# Stream to iPhone 6 - low resolution



## kbmb (Jun 22, 2004)

I have a Roamio Plus and Roamio Basic. Both hardwired via ethernet.

For some reason streaming in-home I cannot get the resolution on the iPhone to go above 480x270. Any ideas why?

Same network, streaming on my iPad mini and the resolution is fine.....1280x720. 

Did something change in the latest iOS app update?

-Kevin


----------



## NYHeel (Oct 7, 2003)

I have a similar issue with poor resolution on my iphone 6 plus. I just assumed it was cause the app hasn't been optimized for the screen size of the 6 plus. 

How do you check your resolution on the app? For me, the picture on my non-retina original ipad mini just looks much better on the Tivo app than the picture on my 6 plus.


----------



## kbmb (Jun 22, 2004)

NYHeel said:


> I have a similar issue with poor resolution on my iphone 6 plus. I just assumed it was cause the app hasn't been optimized for the screen size of the 6 plus.
> 
> How do you check your resolution on the app? For me, the picture on my non-retina original ipad mini just looks much better on the Tivo app than the picture on my 6 plus.


While viewing a video, swipe with two fingers from left to right and the stats will show up at the bottom. Swipe again left to right to make them go away.

-Kevin


----------



## NYHeel (Oct 7, 2003)

kbmb said:


> While viewing a video, swipe with two fingers from left to right and the stats will show up at the bottom. Swipe again left to right to make them go away.
> 
> -Kevin


Thanks, that's helpful. Unfortunately, I won't be home until next week to test out my resolution. I'll report back once I'm home again. But just from my perception the picture on the mini is significantly better.


----------



## bradleys (Oct 31, 2007)

I just get 1280x720 on my IPad Air 2


----------



## JWhites (May 15, 2013)

I just get 1280x720 on my iPad mini 2 and I get 480x270 on my iPhone 5, both the Stream and DVR's on Ethernet, and the mobile devices on a 5GHz network a few feet from the router, so I don't think it's an issue with just iPhone 6 and 6 Plus or being caused by the recent app update. As a matter of fact I've had this issue with the resolutions being like that since I got the Stream back in July of 2014 and I get the feeling it's been a problem a lot longer then that. I do notice that in the Client page of the System Info screen on the Stream that the iPhone 5 and above is identifying the client type as iPhone 4 or iPhone 3S. Strangely, when I'm doing a localized remote stream test via the guest 5GHz WiFi SSID on my router I'm seeing a resolution of 544x400.


----------



## kbmb (Jun 22, 2004)

Thanks for the responses.

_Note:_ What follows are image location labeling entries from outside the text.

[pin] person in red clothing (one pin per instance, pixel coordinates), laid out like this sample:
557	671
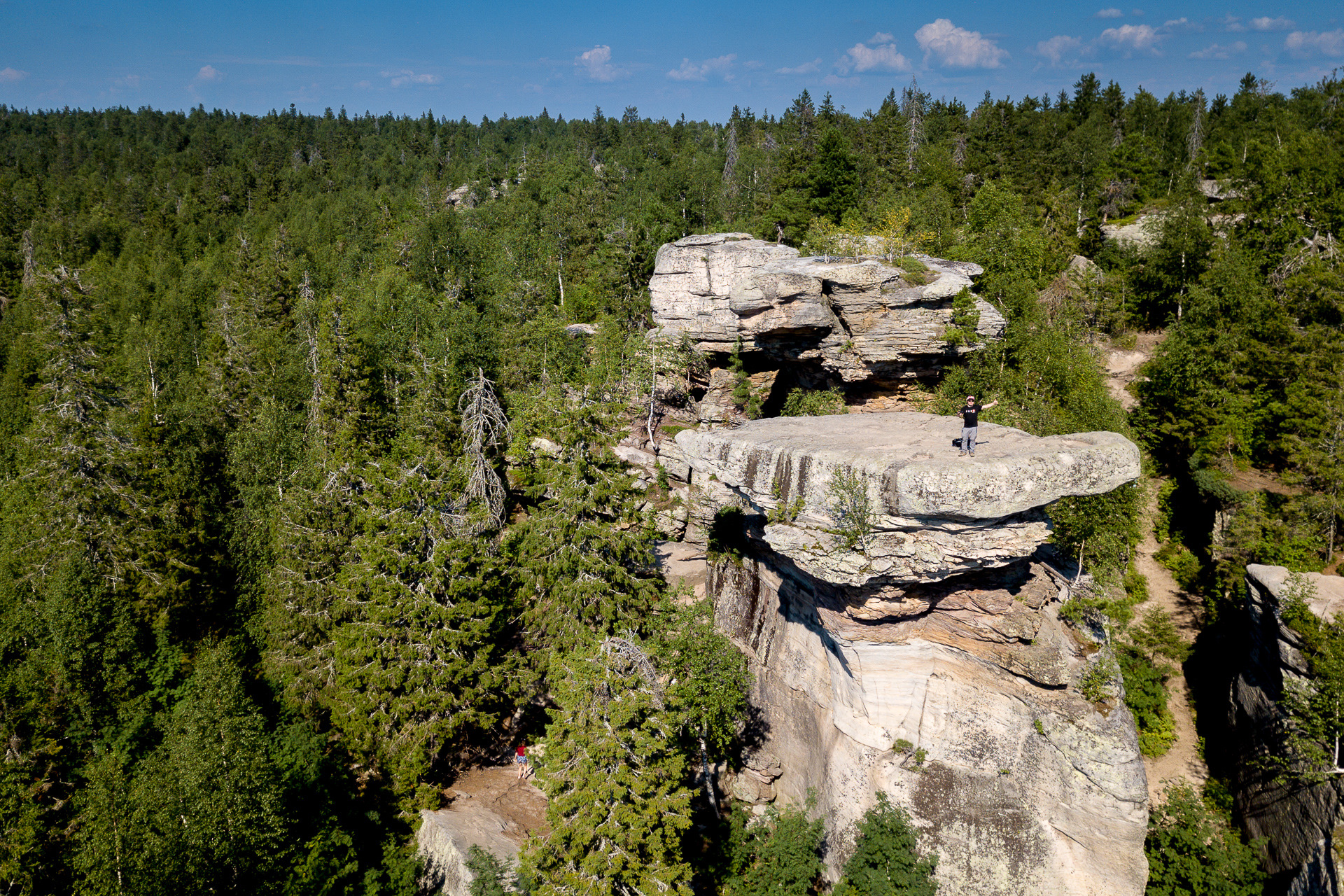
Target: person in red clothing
521	758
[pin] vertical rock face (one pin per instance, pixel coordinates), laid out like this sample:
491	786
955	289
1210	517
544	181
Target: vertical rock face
854	320
1301	824
933	664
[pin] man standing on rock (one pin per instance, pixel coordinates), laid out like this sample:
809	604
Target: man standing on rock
971	425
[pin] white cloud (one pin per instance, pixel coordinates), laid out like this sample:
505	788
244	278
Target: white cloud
864	58
1219	51
1265	23
1130	38
406	77
806	69
597	64
958	48
1060	49
702	70
1304	43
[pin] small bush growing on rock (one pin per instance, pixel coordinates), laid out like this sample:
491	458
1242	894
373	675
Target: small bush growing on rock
886	858
488	874
1193	848
851	510
802	402
1094	682
965	318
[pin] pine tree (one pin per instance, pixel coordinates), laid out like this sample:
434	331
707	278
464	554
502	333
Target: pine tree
613	780
886	860
584	554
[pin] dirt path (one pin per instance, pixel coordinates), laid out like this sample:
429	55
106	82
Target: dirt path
1183	760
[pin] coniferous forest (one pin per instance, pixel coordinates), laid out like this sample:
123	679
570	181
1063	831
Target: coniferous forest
279	556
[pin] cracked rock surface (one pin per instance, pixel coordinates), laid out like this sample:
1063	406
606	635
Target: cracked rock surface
941	634
934	514
857	320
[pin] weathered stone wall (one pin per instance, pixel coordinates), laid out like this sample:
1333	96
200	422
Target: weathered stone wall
944	631
854	320
1301	825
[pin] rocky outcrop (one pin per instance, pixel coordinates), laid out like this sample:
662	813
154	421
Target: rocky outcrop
934	514
1303	825
933	664
491	809
855	321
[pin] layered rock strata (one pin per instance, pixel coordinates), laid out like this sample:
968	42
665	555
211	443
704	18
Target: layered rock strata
932	665
854	320
934	514
1301	824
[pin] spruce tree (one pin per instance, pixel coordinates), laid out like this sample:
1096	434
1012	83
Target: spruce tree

Looks like something is up with the iOS app when used on the phone.

-Kevin


----------



## NeZorf (Oct 22, 2000)

kbmb said:


> ..cannot get the resolution on the iPhone to go above 480x270.
> 
> Did something change in the latest iOS app update?


It has been like this since last year. The local stream and remote stream resolution used to be a lot better on iPhone, but an iOS update lower the resolution and Tivo never changed it back.

Don't understand why Tivo made app worst off.

*Tweet TivoMargret @tivodesign to fix.*


----------



## NYHeel (Oct 7, 2003)

Yeah, it's 480x270 on my 6 plus. With the large screen it's very noticeable that the picture doesn't look very good. Was the resolution ever better for iPhones while streaming?


----------



## kbmb (Jun 22, 2004)

NYHeel said:


> Yeah, it's 480x270 on my 6 plus. With the large screen it's very noticeable that the picture doesn't look very good. Was the resolution ever better for iPhones while streaming?


I don't watch a lot on the phone, but I never remember it being this low before.

Even on a iPhone 6 screen it's bad.

-Kevin


----------



## PaulS (Sep 16, 2002)

It's a bug that will be fixed in a future release...


__ https://twitter.com/i/web/status/589110435309170688


----------



## Quake97 (Apr 24, 2006)

Sweet!


----------



## PowerCC (Mar 9, 2013)

I find that if you select home and back to the app, resolution is as advertised.


----------



## PaulS (Sep 16, 2002)

PowerCC said:


> I find that if you select home and back to the app, resolution is as advertised.


Wow! Nice! Confirmed on my iPhone 6.


Start playback from Now Playing. Resolution is 480x270.
Hit home button.
Immediately hit TiVo app icon to go back into TiVo app.
Buffers shortly, then playback resumes at 960x540.


----------



## JWhites (May 15, 2013)

PowerCC said:


> I find that if you select home and back to the app, resolution is as advertised.


Ok but it still doesn't display at 1280x720 or 1920x1080 which the phones support.


----------